I was recently asked to participate in a discussion on the lack of a student movement in Russia. Participants called to mind Paris of 1968 and demonstrations in London and complained that Russian youth show little civic activity. But maybe we were looking in the wrong place for it. Surprisingly, Russia’s retirees today come the closest to the social and cultural role that European youth in the 1960s and early 1970s played.

German philosopher Herbert Marcuse in his “An Essay on Liberation” argued that youth play a leading role in society. University-age students do not have a hand in perpetuating bourgeois society, they are not yet employed and beholden to a particular economic power, and they do not belong to any of the main social classes.

This enables students to place spiritual or ethical values higher than material interests. It also allows them to act as more objective, critical observers of the system, pointing out its shortcomings and opposing them on principle, not out of self-interest. In a cultural sense, students are the most progressive segment of society.

Unfortunately, Marcuse’s general principle does not apply at all to modern Russian students. As the social welfare state disappears, the nature of university education is changing. The overwhelming majority of students — even those with full scholarships — must take odd jobs to make ends meet. Moreover, the university itself is changing from an institution devoted to the dissemination of knowledge to an organization concerned primarily with issuing diplomas affirming the qualifications and social status of its graduates.

Now consider Russian retirees, who for the most part are no longer part of the system, and who, as it turns out, are more radical in their views than the younger generation. Sociologists claim that the older generation holds less conservative social values than young people, who tend to give unquestioning support to the principles proclaimed by the Russian Orthodox Church and state officials. That mindset goes so far as to include what appropriate roles in marriage are, gender relations and so on. A Russian retiree is more likely to be an idealist than his or her grandchild.
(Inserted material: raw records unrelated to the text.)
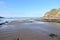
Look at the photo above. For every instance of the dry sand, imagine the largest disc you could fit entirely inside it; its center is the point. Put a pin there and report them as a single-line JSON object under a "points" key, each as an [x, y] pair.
{"points": [[28, 31]]}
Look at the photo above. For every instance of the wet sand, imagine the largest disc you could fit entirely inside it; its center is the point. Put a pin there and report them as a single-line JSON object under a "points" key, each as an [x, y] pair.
{"points": [[28, 31]]}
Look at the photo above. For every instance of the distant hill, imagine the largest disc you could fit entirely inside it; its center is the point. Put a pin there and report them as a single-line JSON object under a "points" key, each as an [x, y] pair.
{"points": [[54, 13]]}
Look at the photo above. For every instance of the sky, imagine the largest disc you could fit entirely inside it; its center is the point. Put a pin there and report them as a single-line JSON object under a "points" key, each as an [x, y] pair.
{"points": [[27, 8]]}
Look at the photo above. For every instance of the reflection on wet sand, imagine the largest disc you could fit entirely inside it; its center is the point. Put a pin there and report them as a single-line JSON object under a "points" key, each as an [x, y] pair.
{"points": [[29, 31]]}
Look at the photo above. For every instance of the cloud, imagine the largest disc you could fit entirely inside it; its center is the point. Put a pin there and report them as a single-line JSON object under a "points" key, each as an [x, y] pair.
{"points": [[3, 4]]}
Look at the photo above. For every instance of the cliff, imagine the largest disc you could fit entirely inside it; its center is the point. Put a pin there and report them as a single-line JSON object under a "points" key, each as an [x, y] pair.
{"points": [[52, 14]]}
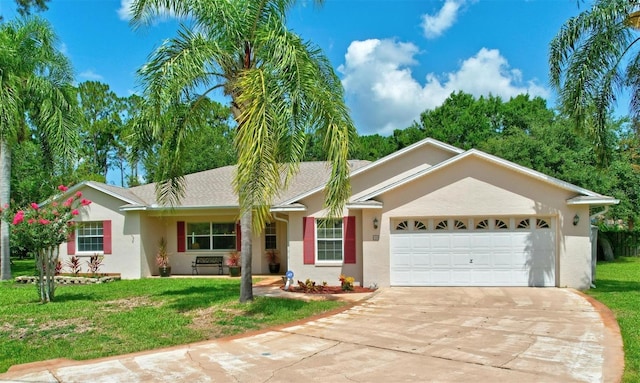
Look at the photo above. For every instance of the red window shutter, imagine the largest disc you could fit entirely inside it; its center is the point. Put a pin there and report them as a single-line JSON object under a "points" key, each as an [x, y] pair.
{"points": [[71, 243], [182, 240], [238, 237], [106, 232], [349, 224], [309, 240]]}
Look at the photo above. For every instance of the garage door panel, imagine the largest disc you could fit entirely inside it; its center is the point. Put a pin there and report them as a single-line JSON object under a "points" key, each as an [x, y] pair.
{"points": [[440, 277], [421, 260], [439, 242], [482, 277], [460, 260], [440, 261], [460, 277], [504, 260], [480, 261], [473, 258]]}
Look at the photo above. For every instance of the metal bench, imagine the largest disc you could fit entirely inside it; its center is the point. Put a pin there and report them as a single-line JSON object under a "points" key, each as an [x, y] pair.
{"points": [[207, 261]]}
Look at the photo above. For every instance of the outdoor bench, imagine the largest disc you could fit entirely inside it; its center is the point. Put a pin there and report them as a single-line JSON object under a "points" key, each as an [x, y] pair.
{"points": [[207, 261]]}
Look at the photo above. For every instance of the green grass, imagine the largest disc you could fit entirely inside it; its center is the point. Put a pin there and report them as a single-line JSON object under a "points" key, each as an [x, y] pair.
{"points": [[618, 287], [93, 321]]}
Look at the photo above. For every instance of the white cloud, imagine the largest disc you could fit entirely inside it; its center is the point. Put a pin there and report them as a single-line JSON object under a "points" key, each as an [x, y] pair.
{"points": [[125, 10], [125, 13], [435, 25], [384, 95], [90, 75]]}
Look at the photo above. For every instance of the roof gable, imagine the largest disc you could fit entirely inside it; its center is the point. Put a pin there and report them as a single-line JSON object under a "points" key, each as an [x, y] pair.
{"points": [[420, 145], [474, 153]]}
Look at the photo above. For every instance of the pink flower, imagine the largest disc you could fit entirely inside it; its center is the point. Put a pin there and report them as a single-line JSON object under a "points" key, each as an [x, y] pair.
{"points": [[18, 218]]}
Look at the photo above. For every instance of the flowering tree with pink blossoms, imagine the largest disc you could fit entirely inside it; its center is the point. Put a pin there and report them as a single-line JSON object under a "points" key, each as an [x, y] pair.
{"points": [[41, 229]]}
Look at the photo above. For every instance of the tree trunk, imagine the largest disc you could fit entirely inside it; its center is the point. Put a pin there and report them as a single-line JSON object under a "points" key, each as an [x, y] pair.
{"points": [[5, 191], [246, 283]]}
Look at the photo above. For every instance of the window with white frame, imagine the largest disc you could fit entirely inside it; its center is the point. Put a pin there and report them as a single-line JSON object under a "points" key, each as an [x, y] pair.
{"points": [[211, 236], [90, 237], [270, 239], [329, 240]]}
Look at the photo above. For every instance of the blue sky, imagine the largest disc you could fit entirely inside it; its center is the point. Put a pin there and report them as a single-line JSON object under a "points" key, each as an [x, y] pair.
{"points": [[396, 58]]}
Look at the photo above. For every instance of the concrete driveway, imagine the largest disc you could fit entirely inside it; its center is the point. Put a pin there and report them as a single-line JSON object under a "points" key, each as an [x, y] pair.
{"points": [[397, 335]]}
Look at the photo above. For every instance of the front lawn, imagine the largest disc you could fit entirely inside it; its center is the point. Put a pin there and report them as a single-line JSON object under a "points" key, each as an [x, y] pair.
{"points": [[93, 321], [618, 287]]}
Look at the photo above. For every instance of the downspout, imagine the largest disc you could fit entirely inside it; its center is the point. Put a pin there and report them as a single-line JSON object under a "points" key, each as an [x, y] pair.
{"points": [[275, 216], [594, 244]]}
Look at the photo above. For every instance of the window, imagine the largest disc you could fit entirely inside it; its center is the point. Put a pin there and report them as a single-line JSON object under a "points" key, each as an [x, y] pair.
{"points": [[442, 225], [270, 239], [90, 237], [402, 226], [483, 225], [500, 224], [329, 240], [211, 236], [524, 224], [459, 225], [542, 224], [419, 226]]}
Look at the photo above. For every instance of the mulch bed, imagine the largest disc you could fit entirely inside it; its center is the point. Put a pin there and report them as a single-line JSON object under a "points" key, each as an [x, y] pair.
{"points": [[329, 290]]}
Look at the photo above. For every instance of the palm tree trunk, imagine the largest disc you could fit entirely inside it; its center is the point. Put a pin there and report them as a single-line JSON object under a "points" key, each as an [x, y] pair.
{"points": [[5, 190], [246, 282]]}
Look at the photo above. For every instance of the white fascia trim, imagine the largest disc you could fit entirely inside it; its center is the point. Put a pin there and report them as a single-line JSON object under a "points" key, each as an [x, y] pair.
{"points": [[488, 157], [364, 205], [76, 187], [382, 160], [593, 201], [133, 207], [288, 208]]}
The older generation faithfully goes to the polls and generally votes for the party of power — normally considered proof of conformity. In reality, the behavior of other age groups is no less conformist, but their conformism is expressed differently. What’s more, the authorities can no longer take the loyalty of Russia’s retirees for granted. Recall the mass demonstrations and unrest in 2005 that were composed mostly of older people. The authorities have no illusions about the problem and therefore try to avoid offending retirees by affording them more attention than they give to young people. It was this fear of retirees’ ire that was a key factor in the 2005 decision of the authorities to retain the welfare state, despite their clear desire to gradually dismantle it. By contrast, officials constantly encroach upon the rights of young people without encountering any significant resistance.

Despite age and lifestyle differences, in a social and cultural sense Russian retirees have more in common with Western European university students than do Russian students. And if leftist radicalism ever were to take root among younger Russians, it is more likely to begin with school students who learned idealism from their grandparents than with today’s college-age youth.

Boris Kagarlitsky is director of the Institute of Globalization Studies.